It took me a while to write the first post for 2017, but it has been rather hectic at the office since I moved inside the organization to quite a different role. However I noticed this story a while back and it has been haunting me ever since. Now if you are a DBA then you probably already understand just how important it is to have, not just backups, but valid backups. But what is the difference of a backup and a valid backup?
I believe a recent story about GitLabs loss of data highlights this difference rather well. It all started with GitLab system becoming under attack by spammers hammering their database, which eventually led to issues with database lockups as the problem escalated. During recovery, while trying to fix the replication, there was a humane error and production data was removed. Normally you would go to the backups and restore the accidentally deleted data, except when something like this happens. The following is directly from the GitLab report on the incident.
So in other words, out of five backup/replication techniques deployed none are working reliably or set up in the first place. We ended up restoring a six-hour-old backup.
And they had that six-hour-old backup only because the DBA had manually taken one, as he was working on load balancing the database. Normally this backup is run once every 24 hours.
A valid backup
I admit that I read that text above quite a few times.
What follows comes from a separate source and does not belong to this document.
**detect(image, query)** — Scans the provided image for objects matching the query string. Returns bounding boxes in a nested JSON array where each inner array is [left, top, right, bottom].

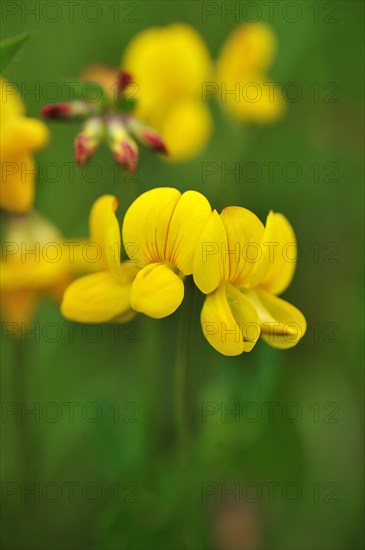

Five different backup and replication techniques used and not a single one of them working properly. That is some amazingly bad luck, but also an excellent reminder of how important it is to actually test your backups to make sure that they are valid. I believe that most people who maintain databases have some sort of backup routines in place, after all, they are relative simple to set up. Now I don’t have any exact numbers on this, but I also believe that not that many actually test their backups. However the thing with backups is, that only way to be 100% certain that you have a working backup, is to restore it somewhere.
Until you do that, it is just a file from which you might be able to restore something.
Testing a backup
Now that we know that the only reliably working backup is a backup you have restored data from, we can concentrate on the means on how to get there. Naturally no one wants to do a database restore manually in a daily basis and luckily we don’t have to. One very easy method is to do it by using Powershell. The example below uses Restore-SqlDatabase CmdLet to restore a database from a BAK-file to another name and placing both data- and logfiles to alternative locations.
$DataFileLoc = New-Object Microsoft.SqlServer.Management.Smo.RelocateFile("TestDatabase", "C:\Databases\DBData\RestoreTestData.MDF") $LogFileLoc = New-Object Microsoft.SqlServer.Management.Smo.RelocateFile("TestDatabase_log", "C:\Databases\DBLog\RestoreTestLog.LDF") Restore-SqlDatabase -ServerInstance "LOCALHOST" -Database "TestRestoreDB" -BackupFile "C:\Databases\DBBackup\TestDatabase.BAK" -RelocateFile @($DataFileLoc,$LogFileLoc)
What you can do, for example, is to schedule a similar restore script to run every night after the backups are finished. If it fails, you’ll get an error that is picked up by your monitoring system. This makes it possible to react quickly and fix the issue before it becomes a huge problem, like when you need to restore something and you realize that backups haven’t been successfully run in a month. Naturally after the restore has been done successfully, you can drop the database in another job step.
Depending on the size of the backup and the space you have on your database server, you might need to do the restore elsewhere. Which would just require you to add a copy step to your restore job. Of course, it’s always nice to have enough free space on your database server to restore a copy alongside the production database, just in case.
Add some log shipping
I love log shipping because it is an old and extremely reliable feature. The ability to delay transaction log backup restores for several hours alone has been a life-safer on a number of occasions where an UPDATE or DELETE has gone bad. On top of that greatness, it also tests your transaction log backups for you! So basically, if you use a Powershell script similar to that above and combine it with log shipping, you will not only have a solution to test your database backups, but also every single log backup as well. You can’t really get much more thorough than that.